Prices are negotiated on a quarterly basis, and supply and demand have become the most important determinants over the past three years as China has industrialised.
Pretorius said the industry was quite flexible and price was determined by about 10 different factors, including labour costs, but cheap foreign imports from Pacific rim countries were having the biggest impact on the domesticware industry.
Supply and demand have become even more of an issue since an explosion damaged Sasol's Secunda ethylene plant during a routine maintenance shutdown last week.
Johann van Rheede, Sasol's media manager, said that the damage was being assessed and investigations indicated that the start-up would be delayed.
"The duration of this delay is not yet known and the extent to which the situation will affect our polymer supply capability is also being assessed."
Manley Diedloff, Astrapak's group commercial manager, said most plastics companies had stockpiled raw material ahead of the shutdown and this would cushion the impact of the explosion.
According to Pretorius, the higher oil price would not be significant enough to close or sell companies, although it could contribute to job losses.
"On the other hand, the price is unlikely to come down when the price of oil falls as converters feel the effect of the exchange rate before the impact of reduced oil prices," she said.

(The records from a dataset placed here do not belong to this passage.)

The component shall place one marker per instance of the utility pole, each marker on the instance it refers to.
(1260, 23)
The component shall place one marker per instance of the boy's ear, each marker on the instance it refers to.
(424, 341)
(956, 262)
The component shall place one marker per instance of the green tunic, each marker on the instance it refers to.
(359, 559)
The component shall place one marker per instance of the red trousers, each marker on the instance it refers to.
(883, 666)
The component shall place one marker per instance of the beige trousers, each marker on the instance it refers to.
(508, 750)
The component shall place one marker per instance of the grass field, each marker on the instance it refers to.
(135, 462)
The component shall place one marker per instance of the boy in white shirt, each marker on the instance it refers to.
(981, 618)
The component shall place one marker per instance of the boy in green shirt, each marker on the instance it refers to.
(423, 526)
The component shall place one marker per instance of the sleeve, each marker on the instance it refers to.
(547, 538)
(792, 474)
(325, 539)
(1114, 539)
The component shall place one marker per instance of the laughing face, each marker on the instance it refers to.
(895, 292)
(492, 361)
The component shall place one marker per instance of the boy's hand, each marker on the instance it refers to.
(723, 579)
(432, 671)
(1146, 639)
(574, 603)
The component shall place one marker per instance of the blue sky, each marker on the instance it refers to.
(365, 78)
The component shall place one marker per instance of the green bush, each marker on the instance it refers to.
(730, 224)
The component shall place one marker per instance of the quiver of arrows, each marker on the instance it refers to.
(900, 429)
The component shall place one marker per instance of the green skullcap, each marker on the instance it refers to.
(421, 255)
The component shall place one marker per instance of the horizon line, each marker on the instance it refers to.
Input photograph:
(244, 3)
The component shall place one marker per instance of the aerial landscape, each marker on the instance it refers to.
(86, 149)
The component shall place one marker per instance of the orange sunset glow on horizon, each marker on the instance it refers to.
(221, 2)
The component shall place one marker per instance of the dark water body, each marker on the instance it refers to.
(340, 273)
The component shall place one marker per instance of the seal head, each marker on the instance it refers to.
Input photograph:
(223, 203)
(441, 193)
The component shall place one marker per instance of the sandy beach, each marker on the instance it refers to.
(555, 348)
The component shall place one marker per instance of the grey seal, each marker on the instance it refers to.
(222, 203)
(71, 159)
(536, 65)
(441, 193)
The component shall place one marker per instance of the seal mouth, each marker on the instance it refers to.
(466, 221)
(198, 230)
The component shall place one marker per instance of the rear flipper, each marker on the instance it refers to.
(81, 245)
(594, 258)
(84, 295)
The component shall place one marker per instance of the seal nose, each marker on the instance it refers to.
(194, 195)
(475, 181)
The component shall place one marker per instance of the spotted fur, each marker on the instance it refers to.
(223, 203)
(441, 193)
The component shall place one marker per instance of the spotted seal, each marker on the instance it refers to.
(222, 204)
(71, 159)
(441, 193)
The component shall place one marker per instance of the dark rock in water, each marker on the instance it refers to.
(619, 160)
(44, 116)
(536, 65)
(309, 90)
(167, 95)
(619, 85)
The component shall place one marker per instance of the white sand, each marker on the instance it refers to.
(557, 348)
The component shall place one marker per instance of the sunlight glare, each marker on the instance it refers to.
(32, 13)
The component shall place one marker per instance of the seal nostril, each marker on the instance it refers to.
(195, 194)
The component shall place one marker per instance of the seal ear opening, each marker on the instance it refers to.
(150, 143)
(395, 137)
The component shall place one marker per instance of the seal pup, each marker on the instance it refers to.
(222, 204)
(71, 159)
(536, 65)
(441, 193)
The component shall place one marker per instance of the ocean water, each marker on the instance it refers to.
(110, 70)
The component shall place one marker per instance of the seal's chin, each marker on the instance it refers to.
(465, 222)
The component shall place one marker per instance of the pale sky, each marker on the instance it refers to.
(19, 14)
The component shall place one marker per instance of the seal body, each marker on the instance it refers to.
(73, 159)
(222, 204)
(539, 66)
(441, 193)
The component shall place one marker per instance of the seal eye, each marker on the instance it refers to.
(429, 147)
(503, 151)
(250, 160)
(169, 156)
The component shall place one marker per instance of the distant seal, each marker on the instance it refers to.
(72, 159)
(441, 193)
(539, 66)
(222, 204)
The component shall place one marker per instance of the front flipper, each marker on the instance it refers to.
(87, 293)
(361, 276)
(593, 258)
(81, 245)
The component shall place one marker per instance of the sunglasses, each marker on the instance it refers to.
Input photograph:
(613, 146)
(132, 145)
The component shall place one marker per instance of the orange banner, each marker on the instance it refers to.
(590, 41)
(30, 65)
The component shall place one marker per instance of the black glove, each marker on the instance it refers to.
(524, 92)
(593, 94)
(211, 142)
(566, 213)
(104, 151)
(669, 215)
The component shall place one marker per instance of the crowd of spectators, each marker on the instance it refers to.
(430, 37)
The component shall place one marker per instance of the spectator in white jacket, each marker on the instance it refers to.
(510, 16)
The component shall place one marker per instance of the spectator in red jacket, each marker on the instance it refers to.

Nampak's communications manager, Graham Hayward, said quarterly negotiations were written into the packaging group's contracts with its customers.
The third increase will come into effect from October 1.
Plastics production accounts for about 20 percent of Nampak's manufacturing in South Africa and 25 percent of group turnover worldwide. Metals and paper manufacture account for the balance. The group employs 12 000 people locally and 20 000 globally.
Pretorius said the biggest impact of the high oil price would be on the packaging sector, in which polymers account for about 50 percent of manufacturing costs.
The effect on the non-packaging sector, such as Kreepy Kraulies, garden furniture and kitchenware, is about 1 percent.
Noelani King-Conradie, an NKC economist, said the price was being driven by a relatively strong world demand for oil, especially from China.